Freewrite, 5.19.20

What makes bad writing? Something that is poorly written can vary in its failure to communicate effectively. Obviously, as a teacher in the public school system, I see lots of poorly expressed ideas on the written page. But they are not all poor for the same reason. Some may have run sentences and comma splices. Others have misspelled words and incorrect word use. Many will simply struggle to organize their thoughts in a cohesive manner, i.e. organizing sentences to build off one another to create full paragraphs and so pages of visualized thoughts and expression.
This last issue is the truest killer of a good writer, I believe. It isn’t enough to write properly punctuated sentences and use the correct spelling (and correct words) as you write (though of course, you need to have these aspects of the written language in your grasp if you are to move forward). You must present ideas in a manner that promotes continuity. This could be seen as a linear expression: 12345. This is to say, sentence 1 gives way to sentence 2, sentence 1 and 2 give way to sentence 3, each new sentence being the logical conclusion of the sentences (thoughts) that came before it.

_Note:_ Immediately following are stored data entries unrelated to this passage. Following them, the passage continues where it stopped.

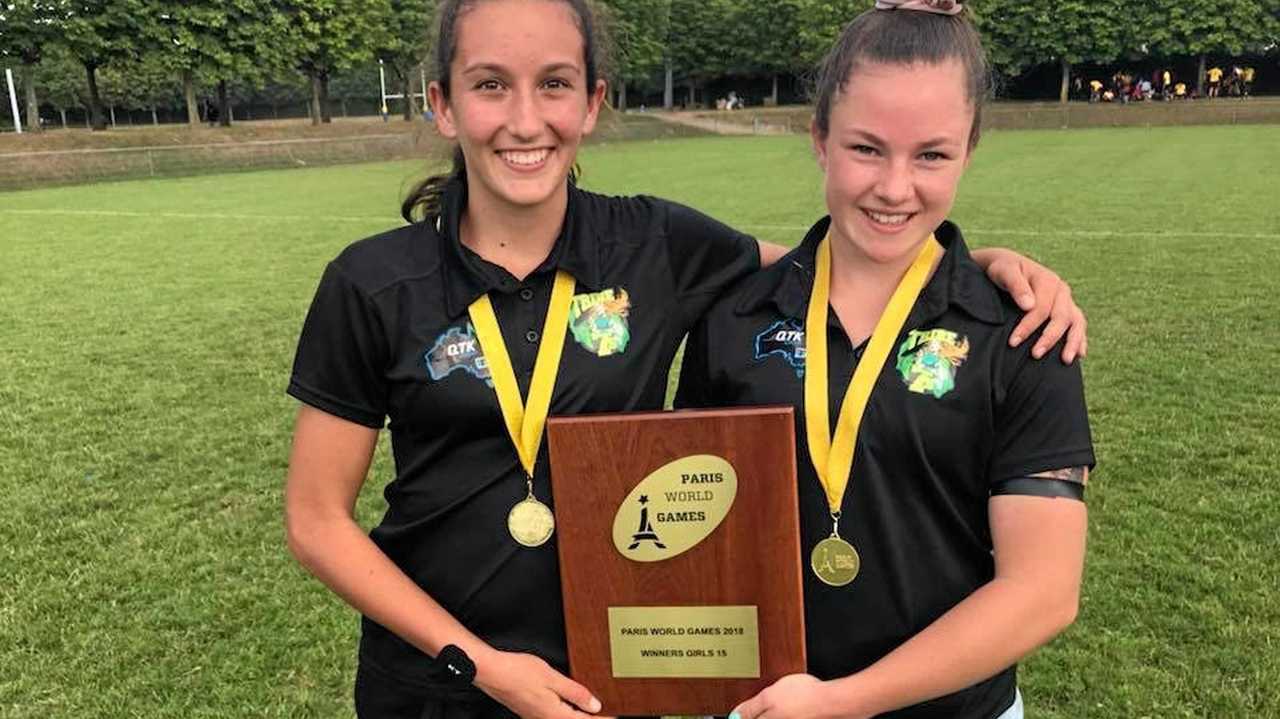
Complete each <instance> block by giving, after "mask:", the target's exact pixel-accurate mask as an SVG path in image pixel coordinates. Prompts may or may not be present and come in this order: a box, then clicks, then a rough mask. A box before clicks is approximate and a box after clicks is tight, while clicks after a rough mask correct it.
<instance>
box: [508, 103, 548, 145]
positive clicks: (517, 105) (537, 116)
mask: <svg viewBox="0 0 1280 719" xmlns="http://www.w3.org/2000/svg"><path fill="white" fill-rule="evenodd" d="M541 127H543V124H541V114H540V113H539V109H538V96H536V93H535V92H515V93H512V100H511V111H509V113H508V114H507V132H509V133H511V134H512V137H515V138H516V139H520V141H532V139H535V138H536V137H538V133H539V132H540V130H541Z"/></svg>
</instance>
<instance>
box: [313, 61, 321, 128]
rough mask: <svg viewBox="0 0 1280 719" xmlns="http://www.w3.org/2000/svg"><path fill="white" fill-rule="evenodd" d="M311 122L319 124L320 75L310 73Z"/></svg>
mask: <svg viewBox="0 0 1280 719" xmlns="http://www.w3.org/2000/svg"><path fill="white" fill-rule="evenodd" d="M311 124H314V125H317V124H320V77H319V75H316V74H314V73H312V74H311Z"/></svg>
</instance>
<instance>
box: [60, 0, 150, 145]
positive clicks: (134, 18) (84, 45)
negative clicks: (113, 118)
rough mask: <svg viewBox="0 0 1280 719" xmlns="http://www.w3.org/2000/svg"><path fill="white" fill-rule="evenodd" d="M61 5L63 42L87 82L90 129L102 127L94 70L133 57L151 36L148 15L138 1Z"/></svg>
mask: <svg viewBox="0 0 1280 719" xmlns="http://www.w3.org/2000/svg"><path fill="white" fill-rule="evenodd" d="M59 6H60V8H65V10H67V15H65V19H64V27H65V33H64V37H63V42H64V43H65V45H67V49H68V50H70V54H72V55H73V56H76V59H77V60H79V63H81V64H82V65H83V67H84V78H86V81H87V82H88V110H90V119H91V124H92V127H93V129H97V130H102V129H106V119H105V118H104V116H102V100H101V95H100V92H99V87H97V70H99V68H102V67H105V65H108V64H110V63H118V61H120V60H132V59H137V58H138V55H140V54H141V51H142V50H145V49H146V43H147V42H148V41H150V40H151V38H154V37H155V32H154V31H150V32H148V29H150V28H148V20H150V19H151V18H152V15H151V14H150V13H147V9H146V8H145V6H143V3H142V0H72V1H68V3H65V4H60V5H59Z"/></svg>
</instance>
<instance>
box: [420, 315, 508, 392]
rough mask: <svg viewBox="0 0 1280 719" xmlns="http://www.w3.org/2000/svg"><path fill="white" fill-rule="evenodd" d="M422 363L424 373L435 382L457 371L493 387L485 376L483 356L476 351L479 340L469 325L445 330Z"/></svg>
mask: <svg viewBox="0 0 1280 719" xmlns="http://www.w3.org/2000/svg"><path fill="white" fill-rule="evenodd" d="M424 359H425V361H426V371H428V372H429V374H430V375H431V379H433V380H435V381H440V380H443V379H444V377H447V376H449V375H452V374H453V372H456V371H458V370H461V371H463V372H466V374H468V375H471V376H472V377H476V379H479V380H484V383H485V384H486V385H489V386H493V380H492V379H490V377H489V363H488V362H485V358H484V353H483V352H480V340H479V339H476V333H475V329H474V328H472V326H471V324H470V322H467V326H466V329H462V328H449V329H448V330H445V331H444V334H442V335H440V336H438V338H435V344H433V345H431V349H429V351H428V352H426V354H424Z"/></svg>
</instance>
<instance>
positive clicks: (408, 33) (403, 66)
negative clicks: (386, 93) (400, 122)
mask: <svg viewBox="0 0 1280 719" xmlns="http://www.w3.org/2000/svg"><path fill="white" fill-rule="evenodd" d="M435 8H436V3H435V0H430V1H424V0H389V1H388V6H387V14H385V17H384V18H383V19H381V27H380V28H379V33H378V38H376V41H375V47H374V54H375V55H376V56H378V59H380V60H381V61H383V63H384V64H385V67H388V68H390V70H392V74H393V77H394V78H396V81H397V84H398V86H399V91H401V95H403V96H404V122H411V120H412V119H413V118H416V116H417V107H416V106H415V104H413V77H415V74H416V70H417V67H419V65H421V64H422V63H424V61H425V59H426V55H428V45H429V42H428V37H429V35H430V28H431V19H433V18H434V17H435ZM425 102H426V101H425V99H424V104H425Z"/></svg>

Sure, this may work well in an argumentative or persuasive essay. But what about fiction–or even poetry? Certainly, this applies to fiction, though in a multitude of different ways depending on the aspect of fiction one is writing at any given moment. For instance, a moment of character development may look like this:
As she stood there, on the break of all she’d ever wanted, Mia realized it had all been a game. A game she had been roped into, trussed and tied. That was the tightness in her guts. They weren’t snakes–snakes would want to escape that place. No these were deep and gnarled roots that told her the things she’d always wanted wasn’t worth having–and neither was she.

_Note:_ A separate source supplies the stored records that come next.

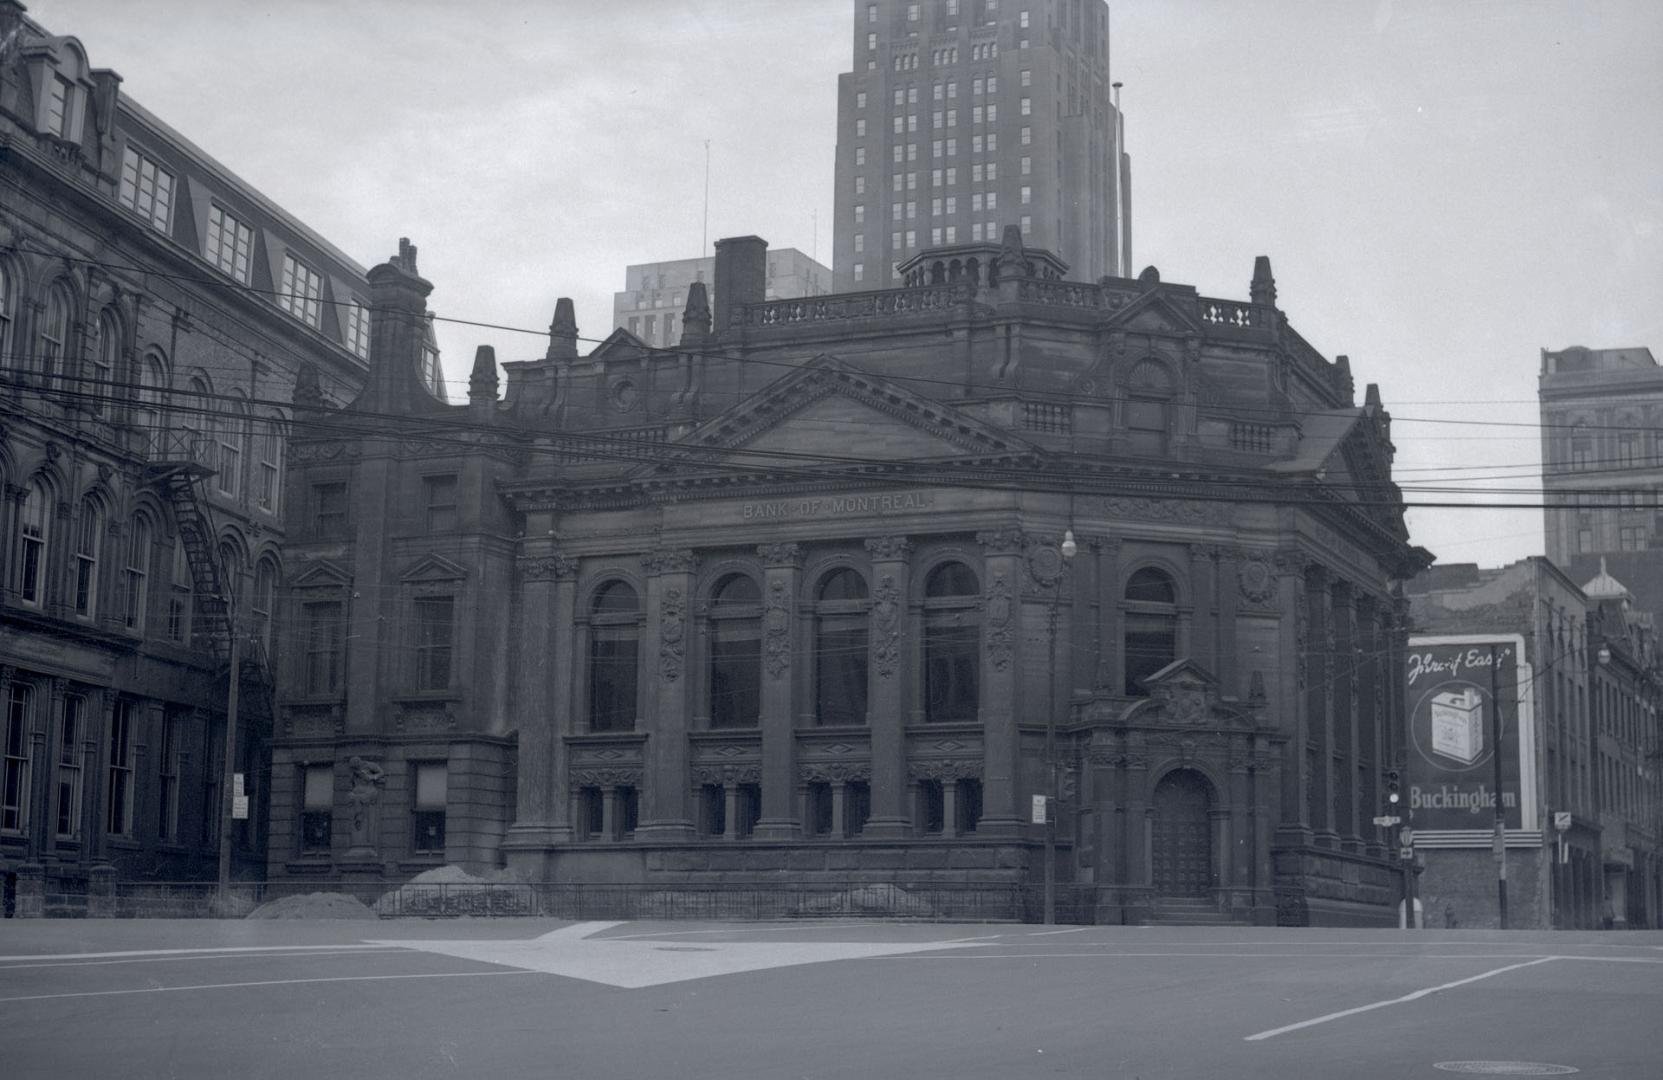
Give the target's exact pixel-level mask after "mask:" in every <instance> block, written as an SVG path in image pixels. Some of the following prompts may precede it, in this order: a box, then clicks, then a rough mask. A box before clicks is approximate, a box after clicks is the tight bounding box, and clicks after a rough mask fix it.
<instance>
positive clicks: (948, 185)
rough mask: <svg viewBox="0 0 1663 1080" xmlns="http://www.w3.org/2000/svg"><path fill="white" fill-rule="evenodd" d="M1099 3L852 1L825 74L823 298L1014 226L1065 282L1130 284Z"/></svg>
mask: <svg viewBox="0 0 1663 1080" xmlns="http://www.w3.org/2000/svg"><path fill="white" fill-rule="evenodd" d="M1116 98H1118V93H1116V88H1114V83H1113V82H1111V77H1109V8H1108V5H1106V3H1103V0H856V3H855V70H851V72H848V73H845V75H841V77H838V140H836V196H835V245H833V271H835V281H836V290H838V291H846V290H863V288H888V286H895V285H898V283H900V275H898V271H896V266H898V265H900V263H905V261H906V260H908V258H911V256H913V255H916V253H918V251H920V250H923V248H931V246H940V245H951V243H973V241H991V243H998V240H999V238H1001V235H1003V231H1004V226H1006V225H1019V226H1021V230H1023V240H1024V243H1026V245H1028V246H1033V248H1044V250H1048V251H1053V253H1056V255H1058V256H1061V258H1063V260H1064V261H1066V263H1068V265H1069V276H1071V278H1076V280H1086V281H1093V280H1098V278H1101V276H1104V275H1114V276H1126V275H1129V273H1131V270H1129V265H1131V188H1129V178H1131V160H1129V158H1128V155H1126V138H1124V125H1123V121H1121V113H1119V107H1118V103H1116Z"/></svg>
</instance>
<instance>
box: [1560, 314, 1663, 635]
mask: <svg viewBox="0 0 1663 1080" xmlns="http://www.w3.org/2000/svg"><path fill="white" fill-rule="evenodd" d="M1538 394H1540V408H1542V464H1543V469H1542V478H1543V479H1542V486H1543V491H1545V503H1547V504H1548V509H1547V511H1545V514H1543V519H1545V524H1547V552H1548V557H1550V559H1553V562H1557V564H1558V566H1562V567H1565V571H1567V572H1568V574H1570V576H1572V577H1573V579H1577V581H1580V582H1587V581H1588V579H1590V577H1593V576H1595V574H1598V572H1601V571H1603V569H1606V567H1610V572H1611V576H1615V577H1616V579H1618V581H1621V582H1623V584H1625V586H1626V587H1628V589H1630V591H1631V592H1633V602H1635V607H1638V609H1641V611H1646V612H1651V614H1653V616H1660V617H1663V368H1660V366H1658V361H1656V358H1655V356H1653V354H1651V349H1648V348H1611V349H1588V348H1582V346H1572V348H1567V349H1560V351H1557V353H1555V351H1548V349H1542V381H1540V388H1538Z"/></svg>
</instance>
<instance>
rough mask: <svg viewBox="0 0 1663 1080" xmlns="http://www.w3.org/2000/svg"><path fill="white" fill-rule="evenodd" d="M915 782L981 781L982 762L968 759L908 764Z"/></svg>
mask: <svg viewBox="0 0 1663 1080" xmlns="http://www.w3.org/2000/svg"><path fill="white" fill-rule="evenodd" d="M906 775H908V777H910V779H913V780H980V779H981V762H980V760H975V759H968V757H955V759H936V760H930V759H925V760H913V762H906Z"/></svg>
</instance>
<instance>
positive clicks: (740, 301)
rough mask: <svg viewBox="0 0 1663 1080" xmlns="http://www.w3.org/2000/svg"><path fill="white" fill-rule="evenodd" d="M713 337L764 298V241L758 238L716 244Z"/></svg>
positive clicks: (767, 261) (764, 268) (727, 241)
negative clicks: (713, 323)
mask: <svg viewBox="0 0 1663 1080" xmlns="http://www.w3.org/2000/svg"><path fill="white" fill-rule="evenodd" d="M715 278H717V280H715V290H717V305H715V306H717V310H715V326H713V329H715V333H717V334H723V333H727V328H728V326H732V323H733V315H735V313H737V311H738V310H740V308H743V306H745V305H760V303H762V301H763V300H767V298H768V241H767V240H763V238H762V236H728V238H727V240H718V241H717V273H715Z"/></svg>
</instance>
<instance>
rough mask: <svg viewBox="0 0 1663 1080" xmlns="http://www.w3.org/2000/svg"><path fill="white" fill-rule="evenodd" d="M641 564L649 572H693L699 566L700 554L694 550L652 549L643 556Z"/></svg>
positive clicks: (665, 572) (696, 568) (665, 573)
mask: <svg viewBox="0 0 1663 1080" xmlns="http://www.w3.org/2000/svg"><path fill="white" fill-rule="evenodd" d="M640 564H642V566H644V567H645V569H647V572H649V574H652V576H659V574H692V572H693V569H697V567H698V556H695V554H693V552H692V551H685V549H683V551H650V552H647V554H645V556H642V559H640Z"/></svg>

Now, hopefully, each of my sentences seemed like a logical progression to what had come before. But how strange would it be if we got halfway through this aspect of emotional plot and then the linear nature was abandoned:
As she stood there, on the break of all she’d ever wanted, Mia realized it had all been a game. She took a lick of her popsicle and smiled. A game she had been roped into, trussed and tied. That was the tightness in her guts. . .

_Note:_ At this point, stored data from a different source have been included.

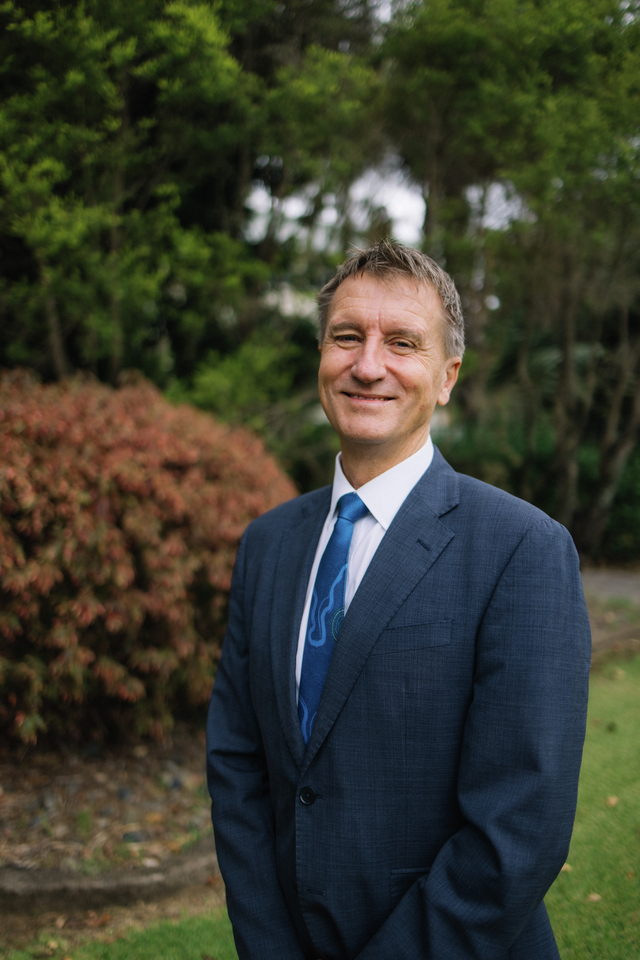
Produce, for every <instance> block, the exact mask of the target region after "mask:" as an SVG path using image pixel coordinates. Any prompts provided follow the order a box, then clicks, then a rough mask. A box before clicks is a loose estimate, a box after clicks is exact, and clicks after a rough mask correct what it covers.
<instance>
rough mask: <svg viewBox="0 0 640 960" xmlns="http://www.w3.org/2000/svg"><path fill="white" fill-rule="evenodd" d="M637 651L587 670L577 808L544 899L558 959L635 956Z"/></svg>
mask: <svg viewBox="0 0 640 960" xmlns="http://www.w3.org/2000/svg"><path fill="white" fill-rule="evenodd" d="M639 827H640V658H636V659H635V660H633V661H622V662H618V663H613V664H609V665H608V666H606V667H604V668H603V669H602V670H601V671H599V672H596V673H594V674H593V675H592V677H591V698H590V706H589V722H588V726H587V740H586V744H585V752H584V762H583V766H582V776H581V778H580V792H579V795H578V813H577V816H576V824H575V828H574V833H573V840H572V842H571V850H570V852H569V857H568V861H567V863H568V864H569V865H570V867H571V870H570V871H569V870H568V868H565V869H566V872H562V873H561V874H560V876H559V877H558V879H557V880H556V882H555V883H554V885H553V887H552V888H551V890H550V891H549V894H548V895H547V899H546V903H547V908H548V910H549V915H550V917H551V922H552V924H553V928H554V931H555V934H556V938H557V940H558V946H559V948H560V955H561V956H562V960H591V958H593V960H632V958H636V957H640V834H639V832H638V828H639Z"/></svg>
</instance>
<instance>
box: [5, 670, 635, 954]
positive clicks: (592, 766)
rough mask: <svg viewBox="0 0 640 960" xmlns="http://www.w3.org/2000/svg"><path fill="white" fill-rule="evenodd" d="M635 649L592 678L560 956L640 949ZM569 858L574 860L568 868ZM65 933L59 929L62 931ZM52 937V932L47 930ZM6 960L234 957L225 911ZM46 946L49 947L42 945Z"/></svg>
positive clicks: (563, 894) (558, 898) (45, 947)
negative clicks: (107, 942)
mask: <svg viewBox="0 0 640 960" xmlns="http://www.w3.org/2000/svg"><path fill="white" fill-rule="evenodd" d="M639 828H640V657H639V658H636V659H635V660H633V661H624V662H619V663H613V664H609V665H608V666H605V667H604V668H603V669H602V670H601V671H599V672H596V673H594V674H593V675H592V678H591V703H590V708H589V723H588V728H587V741H586V745H585V755H584V763H583V767H582V777H581V780H580V793H579V799H578V813H577V817H576V825H575V830H574V835H573V840H572V843H571V850H570V853H569V858H568V865H567V867H565V870H564V871H563V872H562V873H561V874H560V876H559V877H558V879H557V880H556V882H555V884H554V885H553V887H552V888H551V890H550V891H549V894H548V896H547V907H548V909H549V913H550V915H551V922H552V924H553V927H554V930H555V933H556V937H557V939H558V946H559V948H560V954H561V956H562V960H632V958H634V960H635V958H636V957H640V834H639ZM569 866H570V869H569ZM61 933H62V932H61ZM47 939H49V941H50V939H51V938H50V937H49V938H47ZM56 939H59V941H60V942H59V943H56V949H54V950H49V951H47V950H46V941H45V942H38V944H35V943H34V944H33V945H32V947H31V949H30V950H28V951H13V952H11V953H10V954H9V955H8V960H33V958H34V957H43V956H52V957H55V958H58V960H62V958H66V957H69V956H71V957H72V960H158V958H160V957H161V958H162V960H237V954H236V952H235V949H234V946H233V936H232V934H231V926H230V924H229V921H228V919H227V917H226V914H225V913H224V911H220V912H217V913H215V914H211V915H209V916H207V917H197V918H195V919H194V918H189V919H185V920H182V921H179V922H175V921H163V922H162V923H159V924H157V925H154V926H152V927H149V928H148V929H147V930H144V931H140V932H136V933H131V934H128V935H127V936H126V937H125V938H123V939H121V940H118V941H116V942H115V943H111V944H104V943H98V942H94V943H87V944H85V945H84V946H82V947H75V948H74V949H73V950H72V952H71V954H69V953H68V952H67V951H66V950H65V949H64V940H63V937H62V936H60V937H59V938H56ZM43 947H44V948H45V950H44V952H43Z"/></svg>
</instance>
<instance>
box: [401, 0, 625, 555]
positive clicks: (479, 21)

As you can see there is a sentence in there that throws the whole continuity of the moment off. Mia may indeed smile at her realization of this game she has played, and she may even be eating a popsicle but would it not be more fitting to put in a detail that reflects her own conundrum. Sure, she smiles at her revelation–but she’s so caught up in it that she suddenly feels a cold trickle down her hand and now her popsicle sloughs off the stick and onto the ground. Why would Mia smile? Exasperation. Perhaps relief. But the action of the popsicle melting and landing on the ground will mirror Mia’s sense of disenchantment far more than a slight smile that doesn’t reach her eyes. As most readers know, smiles can be sad as well as happy.